If we can heal early, the dysplasia , so they don't have chronic wounds there, and make sure that the wounds, although they'll be there, they won't be chronic, it will for certain reduce, because they know the biology of these tumors. Obviously, we'll know that over time, that there is now very good evidence that the drive is trauma and chronic wound and inflammation in these cancers.
The very last question before I give the concluding remarks is: Can children with severe RDEB, who are not based in the U.K., participate in the upcoming study?
The current plan, and this is due to funding issues more than anything else, is that the trial will run solely in the U.K. But we'll be registered with the FDA as well, so the data from the U.K. trial will be usable in the submission for the BLA. No, at the moment, we have no plans to open clinical trial sites in the U.S.
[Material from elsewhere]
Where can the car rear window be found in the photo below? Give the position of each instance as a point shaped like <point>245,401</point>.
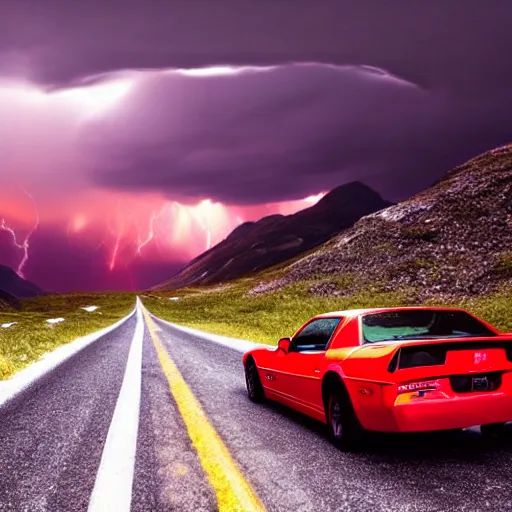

Great. Thank you, Mark. I do want to note, you know, we put these children and parents first. We're doing all we can to accelerate this product, to get it to market. We really believe in what we're doing here, and we put the patient, their families first. As we conclude today's session, the data from the Mission EB trial reinforce our belief that early intervention with CORDStrom can fundamentally change the disease trajectory for these children living with RDEB. We've seen encouraging results, including a 26% reduction in itch at six months, and significant beneficial effects in patients under the age of 10. We're now moving aggressively toward making CORDStrom the first systemic disease-modifying treatment available for the RDEB community. Our regulatory roadmap is clear.
We've already submitted our pre-submission package to the U.K. MHRA. We intend to file a full marketing authorization application by mid-summer of this year. Following this, we're targeting regulatory submissions in Europe, at the EMA and the U.S. FDA in the fourth quarter of this year. As Mark highlighted earlier, the truly exciting aspects of our platform is the tunability nature of CORDStrom. This flexibility allows us to optimize the therapy's anti-inflammatory and regenerative medicine properties, specifically for unique challenges of this disease. We hope to leverage this capability to develop more advanced versions of CORDStrom RDEB, which we believe will allow us to expand the use across broader EB spectrums in the future.
By targeting this window of opportunity in early childhood, before the onset of life-threatening complications like squamous cell carcinoma, we aim to provide these families with more than just wound care. We aim to provide a better quality of life. I want to thank Dr. Lowdell for his groundbreaking invention, and Dr. Martinez, the entire clinical team, for their dedication to these patients. We remain relentlessly committed to delivering transformative solutions for these patients suffering from these devastating effects of RDEB. Our mission is to move beyond temporary relief and provide a systemic, disease-modifying therapy that fundamentally improves the lives of these children and their families. Thank you for your continued support of INmune Bio.